その日は、アマレクの建国記念日なのである。その日を含めた三日間、街は休みになり、奴隷たちでさえ休暇が与えられるほどである。本星や星内外から賓客が呼ばれ、盛大に祝われる。その日に災厄を宣告されてしまったのだ。
そして、この宣告をすることが尊がメンフィスに来たもう一つの目的であった。
「父上、彼らと交渉しましょう。彼らの要求を半分でも飲むべきです。」
珍しく私邸に戻った父親にアモンは意見した。
「それはできない。テロリストとは交渉しない。これは鉄則だ。」
父はにべもなかった。
「それでしたら、記念式の日をずらすか、会場を変えましょう。」
「それはできない。それは我々の敗北を意味する。しかも、国家的な敗北だ。」
アモンもあきらめない。
「父上は彼らを軽く見すぎです。彼らはこれまでも宣言してきたことはすべてやってきました。彼らの手にはケルビムの知恵があるのです。少なくとも国民の安全は図るべきです。この件を国民に公表してください。メンフィスには世界中、いや銀河中から大勢の同胞が集まって来ます。国民の命と財産を守るのが我々に課せられた義務です。父上は一体何を守られるおつもりですか?」
「言いたいことはそれだけか。……私が守りたいのは矜持だ。何者の奴隷にもならない、アマレクの誇りだ。」
「父上 ! それはただの意地ではありませんか。矜持とは、我々のすべきことを果たした先にある、と私に教えて下さったのは父上です。それを父上は。」
そう言ってアモンが父の顔を見ると、その顔は意固地になっているのでもないことに気づいた。

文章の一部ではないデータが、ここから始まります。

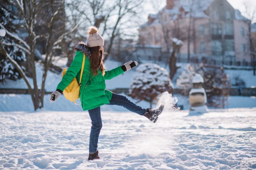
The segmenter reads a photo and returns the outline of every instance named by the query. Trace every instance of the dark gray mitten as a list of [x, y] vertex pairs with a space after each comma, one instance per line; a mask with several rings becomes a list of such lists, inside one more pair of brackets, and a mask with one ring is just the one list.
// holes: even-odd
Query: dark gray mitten
[[[51, 95], [51, 98], [50, 98], [50, 102], [51, 103], [53, 103], [55, 101], [55, 100], [57, 100], [59, 96], [60, 96], [61, 93], [59, 91], [60, 90], [58, 90], [57, 89], [56, 91], [53, 92]], [[62, 92], [62, 91], [61, 91]]]
[[133, 62], [132, 61], [130, 61], [124, 64], [121, 67], [123, 70], [124, 70], [124, 71], [125, 71], [130, 70], [133, 67], [134, 67], [138, 65], [138, 63], [136, 62]]

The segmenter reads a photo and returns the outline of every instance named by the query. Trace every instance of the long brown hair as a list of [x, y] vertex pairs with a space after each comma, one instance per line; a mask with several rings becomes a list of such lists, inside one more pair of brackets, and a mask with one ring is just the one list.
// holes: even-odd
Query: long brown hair
[[102, 50], [100, 51], [100, 46], [96, 46], [90, 48], [91, 51], [91, 57], [90, 58], [90, 72], [93, 70], [94, 76], [98, 74], [98, 70], [100, 69], [101, 74], [105, 75], [105, 70], [103, 66], [103, 61], [104, 59], [104, 52], [103, 48]]

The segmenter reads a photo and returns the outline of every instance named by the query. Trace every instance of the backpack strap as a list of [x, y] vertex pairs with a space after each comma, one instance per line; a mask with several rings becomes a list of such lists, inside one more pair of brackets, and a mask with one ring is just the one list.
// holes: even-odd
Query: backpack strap
[[79, 80], [79, 86], [81, 86], [81, 81], [82, 80], [82, 75], [83, 75], [83, 72], [84, 71], [84, 62], [85, 61], [85, 54], [84, 53], [83, 53], [84, 54], [84, 57], [83, 58], [83, 64], [82, 64], [82, 68], [81, 69], [81, 74], [80, 74], [80, 80]]

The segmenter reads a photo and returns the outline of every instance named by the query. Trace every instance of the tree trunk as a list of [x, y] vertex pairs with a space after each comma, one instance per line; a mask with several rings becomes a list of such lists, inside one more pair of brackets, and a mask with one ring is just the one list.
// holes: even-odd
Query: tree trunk
[[175, 73], [177, 71], [177, 67], [176, 66], [176, 57], [175, 56], [175, 49], [176, 46], [173, 46], [173, 50], [172, 53], [171, 58], [169, 61], [169, 69], [170, 71], [170, 78], [171, 80], [172, 79]]
[[189, 22], [188, 24], [188, 32], [187, 36], [187, 63], [189, 63], [190, 62], [190, 30], [191, 27], [191, 14], [189, 15]]

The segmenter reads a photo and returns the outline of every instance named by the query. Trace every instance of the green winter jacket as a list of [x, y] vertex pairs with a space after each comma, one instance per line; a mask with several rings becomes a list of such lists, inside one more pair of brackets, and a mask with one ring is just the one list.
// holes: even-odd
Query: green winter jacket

「アモン、これは父親としての命令だ。お前は生き延びろ。どのみち私の政治家としての命運は尽きようとしている。私はいずれ敗戦の責を負って処刑にされるか、亡命者としてフェニキアに逃れるか、はたまたテラノイドの手にかかるだろう。いずれにしても、私は死ぬ。そして、我が死によってもう一度国民は奮起し、一致団結してテラノイドと戦えるだろう。私はそのための犠牲のヤギとならねばならんのだ。」
「父上……」
アモンは涙を流していた。
「そして、これは大統領としての命令だ。外国からの賓客を守って欲しい。国民の方は私がなんとか手を打とう。」